I'm wondering what the idiomatic version of this function for generating permutations would look like in Ruby. I understand that [1,2,3].permutation.to_a will generate the same result, but I'm more interested in learning Ruby and how to approach a recursive problem like this in Ruby.

def permutations(seq)
    if seq.empty? || seq.count == 1
        seq
    else
        seq.map { |x|
            permutations(seq.select { |e| e != x }).map { |p|
                if p.class == Fixnum
                    [x, p]
                else
                    p.unshift(x)
                end
            }
        }.flatten(1)
    end
end

Thanks!

Answer 1

class Array
  def permutations
    return [self] if size < 2
    perm = []
    each { |e| (self - [e]).permutations.each { |p| perm << ([e] + p) } }
    perm
  end
end 

[1, 2, 3].permutations #=> [[1, 2, 3], [1, 3, 2], [2, 1, 3], [2, 3, 1], [3, 1, 2], [3, 2, 1]] 

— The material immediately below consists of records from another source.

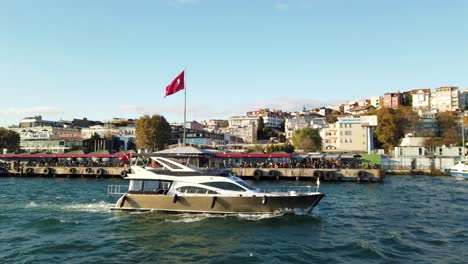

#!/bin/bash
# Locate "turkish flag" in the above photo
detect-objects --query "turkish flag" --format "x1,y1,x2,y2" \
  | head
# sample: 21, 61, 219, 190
165, 70, 185, 97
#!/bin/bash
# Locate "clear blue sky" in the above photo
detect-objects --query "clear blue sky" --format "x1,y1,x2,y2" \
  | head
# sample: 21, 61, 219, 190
1, 0, 467, 127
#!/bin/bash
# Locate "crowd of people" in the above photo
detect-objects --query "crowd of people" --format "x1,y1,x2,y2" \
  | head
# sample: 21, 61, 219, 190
224, 159, 379, 169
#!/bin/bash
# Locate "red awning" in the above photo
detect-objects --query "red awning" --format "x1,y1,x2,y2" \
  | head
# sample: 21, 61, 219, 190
0, 153, 127, 159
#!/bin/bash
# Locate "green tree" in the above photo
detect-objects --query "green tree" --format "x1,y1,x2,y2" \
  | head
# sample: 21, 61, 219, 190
291, 127, 322, 152
135, 114, 171, 151
0, 128, 20, 152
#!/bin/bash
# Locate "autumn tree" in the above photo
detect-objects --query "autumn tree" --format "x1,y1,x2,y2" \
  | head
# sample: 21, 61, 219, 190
436, 111, 459, 146
135, 114, 171, 151
0, 128, 20, 152
373, 106, 419, 151
291, 127, 322, 152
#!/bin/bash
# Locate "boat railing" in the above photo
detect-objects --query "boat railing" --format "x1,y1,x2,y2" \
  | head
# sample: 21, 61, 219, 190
259, 185, 317, 195
107, 185, 128, 195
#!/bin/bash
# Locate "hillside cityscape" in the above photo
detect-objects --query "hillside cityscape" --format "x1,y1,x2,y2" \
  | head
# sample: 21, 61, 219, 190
0, 85, 465, 163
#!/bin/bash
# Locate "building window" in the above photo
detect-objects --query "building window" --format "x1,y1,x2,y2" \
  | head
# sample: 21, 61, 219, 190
345, 131, 351, 135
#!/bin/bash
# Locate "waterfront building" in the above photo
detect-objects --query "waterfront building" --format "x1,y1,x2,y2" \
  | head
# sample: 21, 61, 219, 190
411, 89, 431, 110
431, 86, 459, 112
10, 126, 83, 153
321, 117, 369, 152
170, 125, 228, 147
383, 92, 403, 109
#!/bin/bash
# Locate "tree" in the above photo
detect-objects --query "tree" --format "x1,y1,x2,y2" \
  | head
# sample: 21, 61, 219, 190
219, 120, 229, 127
291, 127, 322, 152
257, 116, 266, 140
373, 107, 420, 151
135, 114, 171, 151
0, 128, 20, 153
436, 111, 458, 146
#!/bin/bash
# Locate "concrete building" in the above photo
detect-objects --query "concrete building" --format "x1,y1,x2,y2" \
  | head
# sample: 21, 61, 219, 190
322, 117, 369, 152
246, 108, 284, 129
431, 86, 459, 112
370, 96, 382, 109
459, 89, 468, 111
19, 116, 60, 128
11, 126, 83, 153
285, 118, 309, 139
411, 88, 431, 110
383, 92, 403, 109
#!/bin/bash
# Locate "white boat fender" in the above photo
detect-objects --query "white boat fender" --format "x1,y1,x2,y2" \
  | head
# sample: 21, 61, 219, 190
210, 196, 217, 209
173, 194, 178, 204
262, 195, 267, 205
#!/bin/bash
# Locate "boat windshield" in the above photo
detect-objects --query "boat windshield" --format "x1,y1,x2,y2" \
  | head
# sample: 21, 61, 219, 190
232, 178, 257, 191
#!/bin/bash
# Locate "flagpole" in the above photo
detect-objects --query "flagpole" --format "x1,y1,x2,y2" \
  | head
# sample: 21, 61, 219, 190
183, 67, 187, 146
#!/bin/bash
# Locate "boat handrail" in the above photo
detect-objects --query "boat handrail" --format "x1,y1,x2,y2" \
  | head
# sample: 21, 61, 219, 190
107, 185, 128, 195
259, 185, 317, 195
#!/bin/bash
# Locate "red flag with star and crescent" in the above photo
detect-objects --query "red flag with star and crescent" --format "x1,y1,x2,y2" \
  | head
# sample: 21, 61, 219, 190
165, 70, 185, 97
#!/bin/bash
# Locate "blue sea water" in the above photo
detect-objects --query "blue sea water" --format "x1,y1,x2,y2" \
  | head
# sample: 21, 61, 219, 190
0, 176, 466, 263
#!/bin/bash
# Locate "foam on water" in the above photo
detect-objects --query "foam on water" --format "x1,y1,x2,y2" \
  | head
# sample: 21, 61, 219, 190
25, 201, 113, 213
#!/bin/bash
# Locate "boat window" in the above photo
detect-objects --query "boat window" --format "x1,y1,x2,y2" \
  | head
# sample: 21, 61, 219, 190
129, 180, 143, 191
176, 186, 218, 194
201, 182, 246, 192
142, 180, 160, 192
233, 180, 257, 191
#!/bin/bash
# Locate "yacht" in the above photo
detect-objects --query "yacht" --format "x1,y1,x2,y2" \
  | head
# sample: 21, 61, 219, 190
450, 161, 468, 178
108, 156, 325, 214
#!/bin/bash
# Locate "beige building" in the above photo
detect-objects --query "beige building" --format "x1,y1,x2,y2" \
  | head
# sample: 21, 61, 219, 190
322, 117, 369, 152
411, 88, 431, 110
431, 86, 459, 112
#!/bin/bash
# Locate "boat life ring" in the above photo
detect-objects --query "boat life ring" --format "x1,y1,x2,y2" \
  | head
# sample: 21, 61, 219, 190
253, 169, 262, 180
96, 168, 104, 176
268, 170, 276, 177
26, 168, 33, 174
324, 171, 333, 181
43, 167, 50, 175
357, 171, 366, 181
262, 195, 268, 205
313, 170, 323, 180
120, 170, 127, 177
85, 168, 93, 174
69, 168, 76, 174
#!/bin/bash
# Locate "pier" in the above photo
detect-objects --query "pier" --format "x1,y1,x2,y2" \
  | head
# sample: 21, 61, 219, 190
232, 168, 383, 183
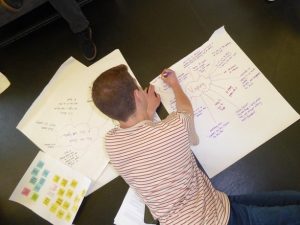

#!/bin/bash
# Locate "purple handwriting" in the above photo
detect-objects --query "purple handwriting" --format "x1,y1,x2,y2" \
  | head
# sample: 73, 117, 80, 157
216, 51, 237, 68
194, 106, 207, 117
208, 121, 230, 139
236, 98, 263, 122
183, 43, 213, 68
240, 67, 261, 89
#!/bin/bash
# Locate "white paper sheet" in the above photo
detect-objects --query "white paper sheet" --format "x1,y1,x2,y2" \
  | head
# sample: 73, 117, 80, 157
17, 51, 134, 181
114, 188, 155, 225
10, 151, 91, 225
0, 72, 10, 94
17, 57, 112, 181
151, 27, 300, 178
86, 163, 118, 196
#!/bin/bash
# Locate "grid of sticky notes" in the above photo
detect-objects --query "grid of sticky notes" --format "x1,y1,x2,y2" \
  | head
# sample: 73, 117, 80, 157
20, 160, 86, 223
21, 160, 48, 200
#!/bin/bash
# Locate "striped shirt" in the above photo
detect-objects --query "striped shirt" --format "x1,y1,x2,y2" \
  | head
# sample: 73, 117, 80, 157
106, 112, 230, 225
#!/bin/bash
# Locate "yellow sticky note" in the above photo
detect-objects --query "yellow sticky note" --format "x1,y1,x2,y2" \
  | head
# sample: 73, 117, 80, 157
56, 197, 63, 206
43, 197, 51, 206
31, 192, 39, 202
60, 178, 68, 187
70, 179, 78, 188
56, 209, 65, 219
57, 188, 65, 196
72, 204, 78, 212
65, 212, 72, 221
50, 204, 58, 213
53, 175, 60, 183
66, 189, 73, 198
62, 201, 70, 210
74, 195, 80, 203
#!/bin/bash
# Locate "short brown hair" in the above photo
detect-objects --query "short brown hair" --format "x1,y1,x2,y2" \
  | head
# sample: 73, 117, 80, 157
92, 64, 139, 121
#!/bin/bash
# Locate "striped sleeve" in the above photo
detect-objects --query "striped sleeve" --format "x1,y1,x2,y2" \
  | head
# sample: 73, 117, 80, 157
176, 111, 199, 146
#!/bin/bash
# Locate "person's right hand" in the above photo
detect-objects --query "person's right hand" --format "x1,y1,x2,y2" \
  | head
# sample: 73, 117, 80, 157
160, 69, 179, 88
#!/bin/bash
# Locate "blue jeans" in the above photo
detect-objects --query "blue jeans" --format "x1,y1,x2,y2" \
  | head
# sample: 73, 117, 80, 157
228, 191, 300, 225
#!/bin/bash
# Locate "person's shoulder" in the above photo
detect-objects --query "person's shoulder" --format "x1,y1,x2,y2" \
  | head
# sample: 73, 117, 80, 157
167, 111, 192, 120
106, 127, 120, 138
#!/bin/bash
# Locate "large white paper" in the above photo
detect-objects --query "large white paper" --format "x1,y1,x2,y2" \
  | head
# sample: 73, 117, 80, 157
17, 57, 111, 181
114, 188, 155, 225
10, 151, 91, 225
17, 51, 134, 181
151, 27, 300, 178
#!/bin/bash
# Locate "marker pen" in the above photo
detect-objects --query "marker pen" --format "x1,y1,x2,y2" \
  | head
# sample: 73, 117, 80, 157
162, 71, 172, 78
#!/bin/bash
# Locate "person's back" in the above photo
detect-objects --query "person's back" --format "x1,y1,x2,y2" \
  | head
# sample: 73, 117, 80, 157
106, 111, 229, 225
92, 64, 300, 225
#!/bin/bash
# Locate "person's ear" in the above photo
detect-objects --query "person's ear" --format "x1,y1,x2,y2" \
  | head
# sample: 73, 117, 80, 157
133, 89, 143, 102
134, 89, 142, 102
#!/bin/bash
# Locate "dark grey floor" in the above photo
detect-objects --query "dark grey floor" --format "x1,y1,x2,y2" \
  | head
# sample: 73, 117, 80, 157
0, 0, 300, 224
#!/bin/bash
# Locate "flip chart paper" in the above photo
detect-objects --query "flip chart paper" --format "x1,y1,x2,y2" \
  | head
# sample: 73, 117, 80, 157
114, 188, 155, 225
10, 151, 91, 225
17, 50, 136, 181
16, 57, 111, 181
151, 27, 299, 177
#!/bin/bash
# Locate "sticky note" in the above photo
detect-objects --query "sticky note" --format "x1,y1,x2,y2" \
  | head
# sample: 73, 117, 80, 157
39, 177, 46, 185
55, 197, 63, 206
71, 204, 78, 212
42, 169, 50, 177
65, 212, 72, 221
21, 187, 31, 197
66, 189, 73, 198
53, 175, 60, 183
50, 203, 58, 213
29, 176, 38, 185
31, 192, 39, 202
56, 209, 65, 219
62, 201, 70, 210
31, 168, 39, 176
34, 184, 42, 192
43, 197, 51, 206
57, 188, 65, 196
60, 178, 68, 187
36, 161, 44, 169
70, 180, 78, 188
74, 195, 80, 203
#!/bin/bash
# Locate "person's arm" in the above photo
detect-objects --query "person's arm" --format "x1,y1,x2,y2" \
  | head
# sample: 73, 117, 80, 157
145, 84, 161, 120
161, 69, 193, 114
161, 69, 199, 145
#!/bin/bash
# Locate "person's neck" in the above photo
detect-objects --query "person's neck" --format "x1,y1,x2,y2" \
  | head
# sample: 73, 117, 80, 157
119, 111, 150, 129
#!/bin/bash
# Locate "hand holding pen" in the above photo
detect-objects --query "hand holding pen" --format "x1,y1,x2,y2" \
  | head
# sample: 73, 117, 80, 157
161, 68, 180, 88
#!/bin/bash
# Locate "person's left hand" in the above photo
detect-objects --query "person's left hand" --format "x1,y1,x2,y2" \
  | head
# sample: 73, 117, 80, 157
145, 84, 161, 120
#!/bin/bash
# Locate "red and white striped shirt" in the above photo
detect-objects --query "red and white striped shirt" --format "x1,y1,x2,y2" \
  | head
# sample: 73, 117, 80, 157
106, 112, 230, 225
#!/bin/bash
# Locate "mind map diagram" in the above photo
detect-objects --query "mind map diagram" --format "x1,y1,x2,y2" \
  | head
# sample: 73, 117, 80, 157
152, 40, 264, 139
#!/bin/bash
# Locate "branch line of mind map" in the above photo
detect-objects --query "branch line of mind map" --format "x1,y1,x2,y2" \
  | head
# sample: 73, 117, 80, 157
56, 121, 111, 150
155, 39, 264, 126
180, 51, 241, 123
50, 120, 110, 167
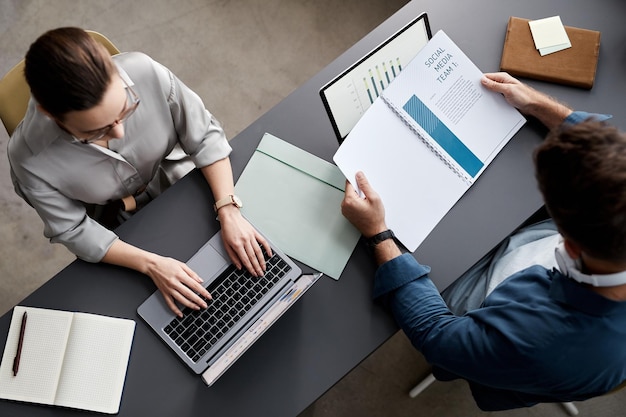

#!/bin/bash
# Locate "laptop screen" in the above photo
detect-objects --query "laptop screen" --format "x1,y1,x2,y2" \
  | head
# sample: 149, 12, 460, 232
320, 12, 432, 143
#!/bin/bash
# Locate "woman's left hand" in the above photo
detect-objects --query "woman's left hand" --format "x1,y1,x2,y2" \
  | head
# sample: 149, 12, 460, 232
217, 205, 271, 276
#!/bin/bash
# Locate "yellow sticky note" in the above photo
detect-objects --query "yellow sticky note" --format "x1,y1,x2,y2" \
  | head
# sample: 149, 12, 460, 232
529, 16, 571, 56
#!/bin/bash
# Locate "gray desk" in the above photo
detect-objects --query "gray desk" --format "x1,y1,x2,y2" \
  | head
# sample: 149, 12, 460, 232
1, 1, 625, 415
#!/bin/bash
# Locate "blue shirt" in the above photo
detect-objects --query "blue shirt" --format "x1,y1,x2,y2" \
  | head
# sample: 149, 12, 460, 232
373, 111, 624, 411
564, 110, 612, 124
375, 255, 626, 410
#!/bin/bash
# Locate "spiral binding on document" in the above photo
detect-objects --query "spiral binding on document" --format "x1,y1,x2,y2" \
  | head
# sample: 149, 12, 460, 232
380, 94, 473, 186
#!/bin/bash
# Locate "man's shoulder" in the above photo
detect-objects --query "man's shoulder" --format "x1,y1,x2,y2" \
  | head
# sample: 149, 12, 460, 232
480, 266, 559, 317
494, 264, 554, 293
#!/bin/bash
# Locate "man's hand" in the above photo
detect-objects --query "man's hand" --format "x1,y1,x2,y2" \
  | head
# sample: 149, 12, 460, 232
342, 171, 402, 264
341, 171, 388, 238
482, 72, 572, 129
481, 72, 540, 112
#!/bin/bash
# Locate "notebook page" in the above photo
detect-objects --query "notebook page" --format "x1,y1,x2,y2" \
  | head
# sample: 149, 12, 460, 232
334, 98, 467, 252
334, 31, 525, 252
381, 30, 525, 182
0, 306, 73, 405
55, 313, 135, 414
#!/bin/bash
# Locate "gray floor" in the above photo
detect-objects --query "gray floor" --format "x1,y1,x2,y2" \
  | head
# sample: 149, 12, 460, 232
1, 1, 625, 416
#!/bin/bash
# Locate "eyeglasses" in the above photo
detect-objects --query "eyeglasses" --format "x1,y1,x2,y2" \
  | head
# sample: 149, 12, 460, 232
71, 81, 141, 144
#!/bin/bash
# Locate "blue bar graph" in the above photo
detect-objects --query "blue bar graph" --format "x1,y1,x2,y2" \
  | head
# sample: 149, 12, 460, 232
376, 66, 385, 91
403, 95, 483, 177
363, 78, 374, 104
383, 62, 391, 84
368, 69, 380, 98
359, 58, 403, 107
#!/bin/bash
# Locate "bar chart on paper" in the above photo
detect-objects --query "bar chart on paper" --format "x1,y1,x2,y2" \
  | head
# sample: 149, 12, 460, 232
320, 14, 431, 140
362, 59, 404, 105
334, 30, 527, 252
334, 60, 400, 122
337, 57, 408, 126
326, 55, 412, 139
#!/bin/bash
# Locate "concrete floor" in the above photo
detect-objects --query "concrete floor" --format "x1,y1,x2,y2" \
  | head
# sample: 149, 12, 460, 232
1, 1, 625, 416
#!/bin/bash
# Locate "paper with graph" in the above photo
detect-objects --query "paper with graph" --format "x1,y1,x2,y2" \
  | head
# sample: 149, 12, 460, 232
334, 30, 526, 252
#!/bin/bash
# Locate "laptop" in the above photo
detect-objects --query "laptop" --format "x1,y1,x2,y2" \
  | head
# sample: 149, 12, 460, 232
138, 230, 320, 385
320, 12, 432, 143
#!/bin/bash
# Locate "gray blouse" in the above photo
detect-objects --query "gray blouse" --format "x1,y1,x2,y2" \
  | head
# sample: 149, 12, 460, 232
8, 52, 232, 262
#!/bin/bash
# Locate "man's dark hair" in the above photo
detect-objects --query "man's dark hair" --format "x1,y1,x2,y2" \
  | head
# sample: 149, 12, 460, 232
24, 27, 116, 121
535, 120, 626, 262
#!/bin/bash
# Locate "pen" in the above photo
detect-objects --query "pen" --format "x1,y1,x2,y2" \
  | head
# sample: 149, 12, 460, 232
12, 311, 27, 376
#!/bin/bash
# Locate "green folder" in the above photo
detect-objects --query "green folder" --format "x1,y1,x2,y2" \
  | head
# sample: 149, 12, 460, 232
235, 133, 360, 280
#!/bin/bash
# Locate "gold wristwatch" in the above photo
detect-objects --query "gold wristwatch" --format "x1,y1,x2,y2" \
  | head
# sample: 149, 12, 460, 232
213, 194, 243, 213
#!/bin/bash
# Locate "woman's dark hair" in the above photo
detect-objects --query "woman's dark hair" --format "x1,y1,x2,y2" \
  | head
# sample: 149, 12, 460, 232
535, 120, 626, 262
24, 27, 116, 120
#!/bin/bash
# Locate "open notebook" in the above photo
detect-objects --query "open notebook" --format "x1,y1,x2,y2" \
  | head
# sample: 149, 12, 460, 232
0, 306, 135, 414
334, 31, 526, 252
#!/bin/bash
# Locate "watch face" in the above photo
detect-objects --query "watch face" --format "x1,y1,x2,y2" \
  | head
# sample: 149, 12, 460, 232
233, 195, 243, 208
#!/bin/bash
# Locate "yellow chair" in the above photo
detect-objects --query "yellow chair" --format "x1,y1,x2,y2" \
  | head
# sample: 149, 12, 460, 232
0, 30, 120, 136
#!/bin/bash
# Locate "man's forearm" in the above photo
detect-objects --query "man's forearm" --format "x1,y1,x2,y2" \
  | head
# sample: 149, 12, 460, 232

Source: http://blade.nagaokaut.ac.jp/cgi-bin/scat.rb/ruby/ruby-talk/32844

Edit: To avoid monkey-patching, put it into a module:

module ArrayExtensions
  def permutations
    #snip
  end
end

Array.send :include, ArrayExtensions

Answer 2

It's pretty common in Ruby (esp. Rails) to add functionality like this directly to the core class.

One alternative to that approach would be a separate, static utility module:

module ArrayUtils
  def self.permute(array)
    return [array] if array.size < 2

    array.flat_map do |elem|
      permute(array - [elem]).map do |perm|
        ([elem] + perm)
      end
    end
  end
end

ArrayUtils.permute [1, 2, 3]
# => [[1, 2, 3], [1, 3, 2], [2, 1, 3], [2, 3, 1], [3, 1, 2], [3, 2, 1]]